One of the artifacts of the distortion of the Icosahedron is that there are tears in the map. Focusing on a planet with less land area and more water would offer a better and “realistic” way to avoid these points that come together. Combine that with a fascination borne from reading Tom Clancy novels for naval operations, this seemed like the perfect sci-fi setting: A world where the idea of every nation getting an English Channel was baked in. We wouldn’t have to worry about the non-sense of large scale land warfare and could focus on the clean and high tech world of sci-fi naval combat unencumbered by the real world changing. That was arrogance.
These ideas got a lot of expression and different ideas being tested out. Honua itself as the name and idea came later. Besides Tom Clancy, another writer that I read a lot of was David Weber. I got to be part of the BuNine group that worked for awhile supporting his work with technical support. One question that came up for me was what would the habitability of stars around binary star systems look like. That question is complex enough to answer on it’s own due due to the differing angles that the light is intersecting the planet as well as the different wavelengths of light. as far as I know as of 2025 neither ROCKE-3D nor ExoPlaSim have the ability to handle this. But there are fudges to make it work well enough to interest me.
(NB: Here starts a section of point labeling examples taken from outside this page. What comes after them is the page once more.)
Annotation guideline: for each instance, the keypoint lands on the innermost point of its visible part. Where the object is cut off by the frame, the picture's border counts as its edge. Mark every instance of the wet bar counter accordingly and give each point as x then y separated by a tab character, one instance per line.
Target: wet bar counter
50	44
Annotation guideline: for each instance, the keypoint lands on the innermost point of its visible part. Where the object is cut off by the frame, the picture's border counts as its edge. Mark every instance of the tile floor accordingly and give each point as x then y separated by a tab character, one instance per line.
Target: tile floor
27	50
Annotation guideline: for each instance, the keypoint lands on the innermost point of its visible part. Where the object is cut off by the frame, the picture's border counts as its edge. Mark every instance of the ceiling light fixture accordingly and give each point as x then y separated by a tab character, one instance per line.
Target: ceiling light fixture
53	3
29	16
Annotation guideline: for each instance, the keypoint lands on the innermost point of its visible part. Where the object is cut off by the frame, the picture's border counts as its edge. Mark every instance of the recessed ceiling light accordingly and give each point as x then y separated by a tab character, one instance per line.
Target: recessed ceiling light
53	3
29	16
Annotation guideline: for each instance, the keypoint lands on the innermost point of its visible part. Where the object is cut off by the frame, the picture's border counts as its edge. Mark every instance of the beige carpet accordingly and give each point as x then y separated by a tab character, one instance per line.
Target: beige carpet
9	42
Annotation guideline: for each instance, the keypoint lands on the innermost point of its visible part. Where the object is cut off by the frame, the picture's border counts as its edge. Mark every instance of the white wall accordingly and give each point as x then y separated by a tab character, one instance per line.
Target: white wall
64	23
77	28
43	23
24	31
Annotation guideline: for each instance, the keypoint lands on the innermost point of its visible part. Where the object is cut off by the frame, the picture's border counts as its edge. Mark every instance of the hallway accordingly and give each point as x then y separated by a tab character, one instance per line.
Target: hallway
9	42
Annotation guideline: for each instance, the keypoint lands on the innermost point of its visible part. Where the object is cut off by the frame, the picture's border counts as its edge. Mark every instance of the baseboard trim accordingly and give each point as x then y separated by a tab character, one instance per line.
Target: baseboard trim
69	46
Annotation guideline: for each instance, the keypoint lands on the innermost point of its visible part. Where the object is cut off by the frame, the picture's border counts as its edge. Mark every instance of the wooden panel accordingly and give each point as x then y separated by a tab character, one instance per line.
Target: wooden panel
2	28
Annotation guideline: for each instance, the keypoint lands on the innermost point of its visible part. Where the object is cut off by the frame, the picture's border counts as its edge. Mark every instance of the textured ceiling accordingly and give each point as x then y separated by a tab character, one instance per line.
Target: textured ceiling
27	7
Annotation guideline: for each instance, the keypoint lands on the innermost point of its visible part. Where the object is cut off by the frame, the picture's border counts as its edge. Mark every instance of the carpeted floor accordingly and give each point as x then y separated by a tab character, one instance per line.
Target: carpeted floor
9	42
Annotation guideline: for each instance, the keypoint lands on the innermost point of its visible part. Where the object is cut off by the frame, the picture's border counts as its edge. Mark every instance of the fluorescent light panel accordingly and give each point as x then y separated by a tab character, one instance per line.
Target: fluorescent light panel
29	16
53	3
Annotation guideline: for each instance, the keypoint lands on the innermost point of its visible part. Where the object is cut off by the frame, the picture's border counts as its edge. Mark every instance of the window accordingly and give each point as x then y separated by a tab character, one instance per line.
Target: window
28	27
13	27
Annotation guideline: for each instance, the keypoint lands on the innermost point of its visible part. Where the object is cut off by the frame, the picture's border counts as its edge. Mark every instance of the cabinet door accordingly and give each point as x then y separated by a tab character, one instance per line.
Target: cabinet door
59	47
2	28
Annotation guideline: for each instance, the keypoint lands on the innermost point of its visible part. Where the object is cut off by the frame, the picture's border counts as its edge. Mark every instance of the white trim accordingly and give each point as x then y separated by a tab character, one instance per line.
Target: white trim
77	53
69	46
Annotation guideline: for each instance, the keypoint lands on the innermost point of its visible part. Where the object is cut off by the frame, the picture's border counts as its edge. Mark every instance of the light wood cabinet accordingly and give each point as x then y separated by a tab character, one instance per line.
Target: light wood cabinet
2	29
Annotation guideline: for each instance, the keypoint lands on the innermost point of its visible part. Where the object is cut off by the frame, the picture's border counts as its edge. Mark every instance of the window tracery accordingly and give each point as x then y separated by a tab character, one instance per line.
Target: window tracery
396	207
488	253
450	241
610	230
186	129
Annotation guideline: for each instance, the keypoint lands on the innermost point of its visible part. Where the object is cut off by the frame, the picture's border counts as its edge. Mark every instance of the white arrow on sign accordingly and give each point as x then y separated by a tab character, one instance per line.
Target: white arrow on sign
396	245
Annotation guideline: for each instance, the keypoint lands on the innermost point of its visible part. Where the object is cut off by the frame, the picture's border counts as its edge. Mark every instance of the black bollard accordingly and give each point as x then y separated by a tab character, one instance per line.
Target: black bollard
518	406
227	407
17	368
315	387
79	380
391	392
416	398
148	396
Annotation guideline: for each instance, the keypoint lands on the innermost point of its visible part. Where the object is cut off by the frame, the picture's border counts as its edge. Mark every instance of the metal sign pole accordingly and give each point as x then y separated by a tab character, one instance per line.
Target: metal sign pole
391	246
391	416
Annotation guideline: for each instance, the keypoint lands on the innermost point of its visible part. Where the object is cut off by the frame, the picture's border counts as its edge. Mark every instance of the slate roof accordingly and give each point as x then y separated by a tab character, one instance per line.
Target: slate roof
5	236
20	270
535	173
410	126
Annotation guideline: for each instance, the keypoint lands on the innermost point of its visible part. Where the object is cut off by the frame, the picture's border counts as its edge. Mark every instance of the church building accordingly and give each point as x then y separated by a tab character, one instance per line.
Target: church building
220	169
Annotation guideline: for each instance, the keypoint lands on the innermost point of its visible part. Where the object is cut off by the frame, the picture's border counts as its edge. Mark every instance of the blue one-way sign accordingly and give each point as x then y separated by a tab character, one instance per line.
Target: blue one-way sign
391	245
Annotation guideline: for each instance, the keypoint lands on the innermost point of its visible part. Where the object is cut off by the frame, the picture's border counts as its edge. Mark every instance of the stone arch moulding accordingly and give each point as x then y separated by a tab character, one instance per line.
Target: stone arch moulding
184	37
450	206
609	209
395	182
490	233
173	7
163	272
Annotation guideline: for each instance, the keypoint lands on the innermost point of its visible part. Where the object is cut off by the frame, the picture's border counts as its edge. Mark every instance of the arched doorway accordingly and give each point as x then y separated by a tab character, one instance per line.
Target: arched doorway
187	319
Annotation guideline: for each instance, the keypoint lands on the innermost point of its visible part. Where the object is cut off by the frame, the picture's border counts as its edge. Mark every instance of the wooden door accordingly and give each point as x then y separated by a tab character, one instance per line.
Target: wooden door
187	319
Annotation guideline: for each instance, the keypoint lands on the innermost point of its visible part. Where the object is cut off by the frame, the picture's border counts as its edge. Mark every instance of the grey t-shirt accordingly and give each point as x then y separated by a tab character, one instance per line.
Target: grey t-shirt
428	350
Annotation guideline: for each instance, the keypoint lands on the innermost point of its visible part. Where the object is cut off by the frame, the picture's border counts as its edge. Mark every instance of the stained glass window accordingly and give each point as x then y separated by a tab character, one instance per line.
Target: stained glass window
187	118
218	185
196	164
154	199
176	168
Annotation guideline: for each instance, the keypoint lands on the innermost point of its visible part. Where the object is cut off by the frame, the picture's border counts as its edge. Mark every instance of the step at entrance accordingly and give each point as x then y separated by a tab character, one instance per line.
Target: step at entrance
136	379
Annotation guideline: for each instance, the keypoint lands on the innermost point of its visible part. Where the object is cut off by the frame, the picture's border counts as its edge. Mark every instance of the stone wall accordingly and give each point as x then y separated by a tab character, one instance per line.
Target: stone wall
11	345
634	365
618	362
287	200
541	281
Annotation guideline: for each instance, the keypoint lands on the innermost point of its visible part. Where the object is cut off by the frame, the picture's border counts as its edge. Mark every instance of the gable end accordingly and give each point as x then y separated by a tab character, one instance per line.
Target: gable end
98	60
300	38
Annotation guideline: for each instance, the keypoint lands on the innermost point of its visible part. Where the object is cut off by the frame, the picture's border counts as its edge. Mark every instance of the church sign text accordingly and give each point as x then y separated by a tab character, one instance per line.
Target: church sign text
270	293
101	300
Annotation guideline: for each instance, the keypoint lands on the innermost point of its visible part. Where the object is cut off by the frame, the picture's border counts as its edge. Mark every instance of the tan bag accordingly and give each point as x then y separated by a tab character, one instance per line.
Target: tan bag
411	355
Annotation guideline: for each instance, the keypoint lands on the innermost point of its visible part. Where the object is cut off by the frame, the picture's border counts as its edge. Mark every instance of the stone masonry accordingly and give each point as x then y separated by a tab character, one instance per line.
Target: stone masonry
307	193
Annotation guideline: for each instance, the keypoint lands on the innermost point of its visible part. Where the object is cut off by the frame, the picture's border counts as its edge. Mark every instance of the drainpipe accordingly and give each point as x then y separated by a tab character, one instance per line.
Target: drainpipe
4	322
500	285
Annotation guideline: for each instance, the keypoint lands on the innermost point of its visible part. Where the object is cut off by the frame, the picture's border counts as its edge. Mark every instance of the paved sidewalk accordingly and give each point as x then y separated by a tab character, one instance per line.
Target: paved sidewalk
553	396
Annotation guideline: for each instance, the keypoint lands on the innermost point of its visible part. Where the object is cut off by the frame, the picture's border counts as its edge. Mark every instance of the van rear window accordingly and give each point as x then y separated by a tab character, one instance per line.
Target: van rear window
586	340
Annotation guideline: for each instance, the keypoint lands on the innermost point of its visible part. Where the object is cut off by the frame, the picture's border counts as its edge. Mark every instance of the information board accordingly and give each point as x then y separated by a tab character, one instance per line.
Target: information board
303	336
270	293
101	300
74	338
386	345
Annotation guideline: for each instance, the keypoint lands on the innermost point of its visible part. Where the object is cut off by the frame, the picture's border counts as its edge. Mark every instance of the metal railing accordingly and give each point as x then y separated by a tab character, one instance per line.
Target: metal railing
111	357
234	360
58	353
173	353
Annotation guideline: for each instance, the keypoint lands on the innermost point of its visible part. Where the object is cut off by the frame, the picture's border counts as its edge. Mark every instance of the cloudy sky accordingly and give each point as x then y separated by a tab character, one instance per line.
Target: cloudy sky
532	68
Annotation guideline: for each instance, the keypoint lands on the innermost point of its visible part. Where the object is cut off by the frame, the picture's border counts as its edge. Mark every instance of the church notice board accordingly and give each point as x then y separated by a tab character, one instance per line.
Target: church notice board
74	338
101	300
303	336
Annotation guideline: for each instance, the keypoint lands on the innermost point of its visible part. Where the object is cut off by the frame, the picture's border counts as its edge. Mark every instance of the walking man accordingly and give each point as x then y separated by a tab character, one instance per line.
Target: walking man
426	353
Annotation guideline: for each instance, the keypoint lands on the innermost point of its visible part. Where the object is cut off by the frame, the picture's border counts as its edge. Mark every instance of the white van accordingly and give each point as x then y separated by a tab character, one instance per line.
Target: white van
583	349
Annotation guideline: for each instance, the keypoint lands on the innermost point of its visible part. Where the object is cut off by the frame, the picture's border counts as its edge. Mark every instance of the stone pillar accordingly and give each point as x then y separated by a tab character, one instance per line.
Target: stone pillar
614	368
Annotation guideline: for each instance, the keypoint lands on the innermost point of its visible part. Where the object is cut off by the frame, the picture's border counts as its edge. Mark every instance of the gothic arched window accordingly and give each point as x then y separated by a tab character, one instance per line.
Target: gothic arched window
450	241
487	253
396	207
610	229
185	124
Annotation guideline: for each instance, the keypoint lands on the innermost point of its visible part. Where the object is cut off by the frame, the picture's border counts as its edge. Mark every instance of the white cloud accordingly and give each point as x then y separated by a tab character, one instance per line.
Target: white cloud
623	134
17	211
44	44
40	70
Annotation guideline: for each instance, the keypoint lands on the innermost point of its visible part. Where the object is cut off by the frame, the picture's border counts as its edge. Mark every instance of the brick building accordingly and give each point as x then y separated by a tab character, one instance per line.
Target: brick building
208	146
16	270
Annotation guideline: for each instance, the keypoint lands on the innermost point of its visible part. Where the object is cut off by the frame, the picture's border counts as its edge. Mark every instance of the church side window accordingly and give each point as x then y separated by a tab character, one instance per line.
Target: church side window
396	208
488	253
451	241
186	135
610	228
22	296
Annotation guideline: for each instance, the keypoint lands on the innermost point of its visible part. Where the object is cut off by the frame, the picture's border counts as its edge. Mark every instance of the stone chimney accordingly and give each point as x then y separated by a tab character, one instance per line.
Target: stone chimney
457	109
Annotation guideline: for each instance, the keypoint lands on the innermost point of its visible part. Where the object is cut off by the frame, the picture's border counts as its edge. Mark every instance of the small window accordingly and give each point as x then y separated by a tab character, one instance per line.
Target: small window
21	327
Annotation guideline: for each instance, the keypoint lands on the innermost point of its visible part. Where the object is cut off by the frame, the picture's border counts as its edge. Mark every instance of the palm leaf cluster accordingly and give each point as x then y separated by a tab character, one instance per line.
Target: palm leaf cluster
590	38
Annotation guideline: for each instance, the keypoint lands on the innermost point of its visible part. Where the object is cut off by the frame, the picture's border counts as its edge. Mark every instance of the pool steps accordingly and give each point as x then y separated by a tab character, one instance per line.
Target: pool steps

I’m choosing the term multipotentialite to describe myself for this blog. I’ve knocked around different forms of expression and I’m still trying to figure out pretty much everything. My latest hobby has been miniature painting. I’ve done the standard Space Marine (Ultra Marine, of course), noodled around with my own Space Marine Chapter (the Storm Breakers of Aetheria) and supported a plethora of STL creators on Patreon.
The miniature above is the Outworlds Mangrove, a STL I’d purchased some time ago and recently painted as a lark. I enjoyed the process (which I don’t think is finished) more than some of the more traditional minis that I’ve painted, mostly Star Wars: Legion scaled (1:48).
I watched a video about content creation that talks about sharing the creative process and that no one is going to care about the work until it’s pretty far along. With that in mind I’m trying to present more outward facing accounting of what I’m doing in world building, which is going to range from using Bios: Megafauna 2nd Edition to create plants and animal species for Honua to using ExoPlaSim to generate a better understanding of how the climate works on a highly eccentric type-S binary orbit and a whole lot in between.
Looking at the plant I understood that the alien nature of the world was what I wanted to explore and express. I look forward to sharing more of the journey here and perhaps sheading some light for others who are interested in world building too. And to recognize those wonderful souls that have encouraged, enabled and supported this project.